Le chlordécone, un poison colonial

Le chlordécone, pesticide ultratoxique, a été massivement utilisé dans les bananeraies des Antilles françaises entre 1972 et 1993. Alors que son interdiction était déjà actée aux États-Unis en 1976 en raison de sa dangerosité avérée, la France a sciemment prolongé son usage aux Antilles sous la pression des lobbies agricoles locaux, en particulier des békés, descendants des colons esclavagistes qui contrôlent encore aujourd’hui l’économie bananière. Ce choix n’était pas une simple négligence, mais bien une décision politique et économique ancrée dans le mépris colonial qui a empoisoné plus de 90 % de la population de Guadeloupe et de Martinique. Les terres, rivières et littoraux sont durablement pollués, condamnant les populations à une contamination sur plusieurs siècles.

La reconnaissance tardive d’un crime d’État

Pendant des années, les gouvernements français ont nié l’ampleur du scandale, multipliant rapports et commissions sans jamais offrir de véritables réparations. Pire, en 2023, la justice française a prononcé un non-lieu dans l’affaire du chlordécone, estimant qu’il y avait prescription. Un déni total de justice qui confirmait une fois de plus l’impunité dont jouissent les responsables de ce crime colonial.

Réparations et indépendance : l’enjeu d’une lutte anticoloniale

Si cette condamnation est une victoire symbolique, elle ne saurait suffire. L’État français s’est enrichi sur le dos de l’empoisonnement des Antilles, et cette indemnisation, aussi nécessaire soit-elle, ne représente qu’un faible prix à payer pour des décennies de destruction. Il ne s’agit pas seulement d’argent, mais de justice environnementale, sociale et politique.

Les terres antillaises restent empoisonnées, rendant difficile toute souveraineté alimentaire. L’économie de plantation, dominée par les békés, perpétue un modèle économique colonial où la majorité noire reste dépendante. La question des réparations dépasse donc le cadre financier : elle implique une remise en cause radicale du néocolonialisme français.

Face à cette réalité, de nombreux militantEs et collectifs anticolonialistes appellent à une véritable autonomie des Antilles, voire à l’indépendance.
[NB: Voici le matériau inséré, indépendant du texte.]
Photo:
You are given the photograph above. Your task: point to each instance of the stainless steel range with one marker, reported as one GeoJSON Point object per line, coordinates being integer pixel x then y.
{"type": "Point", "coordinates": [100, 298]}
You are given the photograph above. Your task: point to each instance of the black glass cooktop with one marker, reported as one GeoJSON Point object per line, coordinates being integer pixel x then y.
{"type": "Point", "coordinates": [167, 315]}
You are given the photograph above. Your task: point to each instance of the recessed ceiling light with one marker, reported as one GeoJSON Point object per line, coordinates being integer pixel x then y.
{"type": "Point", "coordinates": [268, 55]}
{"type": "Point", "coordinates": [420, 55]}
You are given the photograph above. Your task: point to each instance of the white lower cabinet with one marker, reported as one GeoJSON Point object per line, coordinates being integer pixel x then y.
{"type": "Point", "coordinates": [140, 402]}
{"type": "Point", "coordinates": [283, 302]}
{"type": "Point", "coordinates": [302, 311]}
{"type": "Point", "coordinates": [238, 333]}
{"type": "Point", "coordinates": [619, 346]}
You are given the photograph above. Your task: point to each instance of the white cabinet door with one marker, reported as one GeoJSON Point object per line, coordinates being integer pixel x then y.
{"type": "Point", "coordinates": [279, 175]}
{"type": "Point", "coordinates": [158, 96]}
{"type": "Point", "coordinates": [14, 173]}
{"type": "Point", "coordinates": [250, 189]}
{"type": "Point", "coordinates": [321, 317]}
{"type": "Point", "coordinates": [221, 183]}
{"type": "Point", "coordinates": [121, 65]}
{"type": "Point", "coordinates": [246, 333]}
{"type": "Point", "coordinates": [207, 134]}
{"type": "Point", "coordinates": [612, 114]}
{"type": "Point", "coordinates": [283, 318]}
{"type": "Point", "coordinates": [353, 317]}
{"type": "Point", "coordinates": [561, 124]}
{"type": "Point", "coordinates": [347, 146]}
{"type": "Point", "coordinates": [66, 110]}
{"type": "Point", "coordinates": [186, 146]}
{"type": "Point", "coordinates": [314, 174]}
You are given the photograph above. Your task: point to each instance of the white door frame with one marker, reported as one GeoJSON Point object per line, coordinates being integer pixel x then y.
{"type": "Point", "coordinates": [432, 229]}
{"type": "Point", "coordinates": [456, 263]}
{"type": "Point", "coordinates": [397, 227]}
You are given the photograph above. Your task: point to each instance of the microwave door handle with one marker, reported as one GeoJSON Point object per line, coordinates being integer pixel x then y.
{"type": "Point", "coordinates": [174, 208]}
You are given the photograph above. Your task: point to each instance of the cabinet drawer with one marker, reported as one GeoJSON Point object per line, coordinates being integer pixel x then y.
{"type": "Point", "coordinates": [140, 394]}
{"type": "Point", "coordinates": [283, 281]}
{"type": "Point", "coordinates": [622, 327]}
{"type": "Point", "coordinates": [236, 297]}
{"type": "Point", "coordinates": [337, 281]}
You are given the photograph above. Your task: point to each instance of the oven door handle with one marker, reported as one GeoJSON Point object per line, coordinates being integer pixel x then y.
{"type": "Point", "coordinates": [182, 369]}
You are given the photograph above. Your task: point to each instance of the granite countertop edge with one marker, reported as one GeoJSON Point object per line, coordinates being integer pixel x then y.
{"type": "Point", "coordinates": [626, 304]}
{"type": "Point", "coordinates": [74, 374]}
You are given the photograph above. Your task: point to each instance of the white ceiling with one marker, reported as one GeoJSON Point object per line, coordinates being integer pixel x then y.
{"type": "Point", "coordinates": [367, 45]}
L’affaire du chlordécone illustre une fois de plus que la gestion française des territoires ultramarins repose sur un mépris systémique, hérité de l’époque esclavagiste et maintenu par le capitalisme colonial.

Une condamnation qui doit être un début, pas une fin

L’État français a été condamné, mais il n’a pas encore payé. Et surtout, il n’a pas changé. La lutte pour la justice environnementale et les réparations doit se poursuivre, tout comme la lutte pour la souveraineté des peuples antillais.

Le chlordécone n’est pas qu’un scandale sanitaire, c’est un crime colonial qui révèle la continuité de la domination impérialiste française.